Full-text index analyzer providers

Full-text indexes always have an analyzer, which describes how text is analyzed for indexing and querying. The analyzer breaks the text up into smaller tokens and processes these tokens using filters. The filters can do different things, such as removing stop-words (e.g., the and is), stemming the tokens, or turning them into lower-case.

Which analyzer to use, depends on what you want to use the index for. For example, if the text being indexed belongs to a special domain, such as email addresses, you would want an analyzer specific to that domain. Or if the text is always in a particular language, such as Russian, you could use an analyzer specific to that language.

Neo4j comes with a number of built-in analyzers. The full list of analyzers is available by calling the db.index.fulltext.listAvailableAnalyzers() procedure. The procedure returns the analyzer name, a short description, and the full list of stop-words used by the analyzer.

The default analyzer is the standard-no-stop-words analyzer. This default can be changed with the dbms.index.fulltext.default_analyzer setting. This setting only takes effect when a full-text index is created. Once a full-text index has been created, it remembers the analyzer in its index-specific settings.

It is possible to extend the available analyzers in Neo4j by implementing AnalyzerProvider. The AnalyzerProvider acts as a factory, which builds the concrete Lucene Analyzer instance used by the index. The following example creates a customized analyzer:

public class CustomAnalyzerProvider extends AnalyzerProvider (1)
{
    public CustomAnalyzerProvider()                          (2)
    {
        super( "custom-analyzer" );                          (3)
    }

    @Override
    public Analyzer createAnalyzer()                         (4)
    {
        try
        {
            return CustomAnalyzer.builder()                  (5)
                    .withTokenizer( StandardTokenizerFactory.class )
                    .addTokenFilter( LowerCaseFilterFactory.class )
                    .addTokenFilter( StopFilterFactory.class, "ignoreCase", "false", "words", "stopwords.txt", "format", "wordset" )
                    .build();
        }
        catch ( IOException e )
        {
            throw new UncheckedIOException( e );
        }
    }
}
1 The CustomAnalyzerProvider class must be public, and it must extend the org.neo4j.graphdb.schema.AnalyzerProvider class.
2 The CustomAnalyzerProvider class must additionally have a public constructor that takes no arguments. Without this constructor, the new analyzer provider will not be loaded by Neo4j. There will be no warnings logged when an analyzer provider is ignored because of this reason, so take care.
3 The constructor must then call its super-constructor, and give the name of the custom-analyzer provider as an argument. This is the name that will be used to refer to this analyzer provider when configuring indexes.
4 Lastly, the createAnalyzer method must be implemented. This method creates and returns the concrete Analyzer instance, that the indexes will use. If this method returns null or throws an exception, the index will be marked as FAILED.
5 This example creates instances of Lucene’s CustomAnalyzer. You can, however, create and return anything that extends the org.apache.lucene.analysis.Analyzer class.

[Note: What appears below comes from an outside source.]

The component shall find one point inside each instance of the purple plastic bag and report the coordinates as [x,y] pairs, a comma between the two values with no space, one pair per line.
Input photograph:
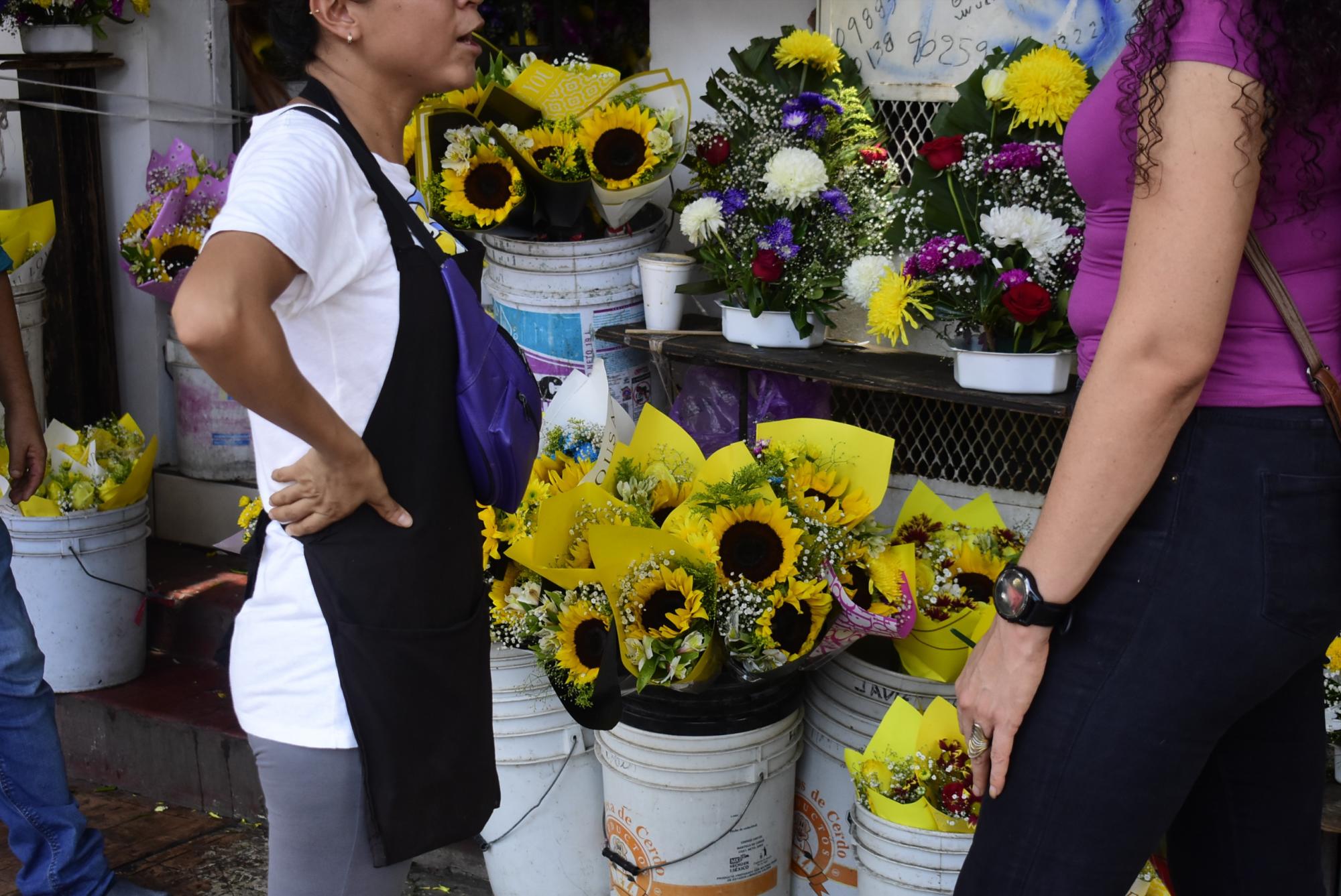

Follow the guide in Setting up a plugin project, to learn how to package the customized AnalyzerProvider in a JAR file that can be integrated into Neo4j.

The analyzer providers are picked up by Neo4j via service loading. This means that in addition to having implemented the class, you must also add the fully qualified class name to a service file, and put that file on the classpath. These service files are usually included in the JAR file that contains the Neo4j extensions. In a typical Maven project, such as the one created by Setting up a plugin project, the directory structure would look like this:

project/
   src/
      main/
         java/
            my_package/
               CustomAnalyzerProvider.java (1)
         resources/
            META-INF/
               services/
                  org.neo4j.graphdb.schema.AnalyzerProvider (2)
1 This is the CustomAnalyzerProvider from our previous code example.
2 This is the service loader file. It is a plain-text file that contains a line, with the fully qualified name, for each AnalyzerProvider implemented in our project. In this case, it contains a single line: my_package.CustomAnalyzerProvider.

For the META-INF/services resources to be handled correctly by the maven-shade-plugin, it may be necessary to include a service resource transformation to the plug-in configuration. This is an example of what that may look like:

<plugin>
  <groupId>org.apache.maven.plugins</groupId>
  <artifactId>maven-shade-plugin</artifactId>
  <executions>
    <execution>
      <goals>
        <goal>shade</goal>
      </goals>
      <configuration>
        <transformers>
          <transformer implementation="org.apache.maven.plugins.shade.resource.ServicesResourceTransformer"/>
        </transformers>
      </configuration>
    </execution>
  </executions>
</plugin>

Consult the documentation on the Maven Shade Plugin for more details on this step.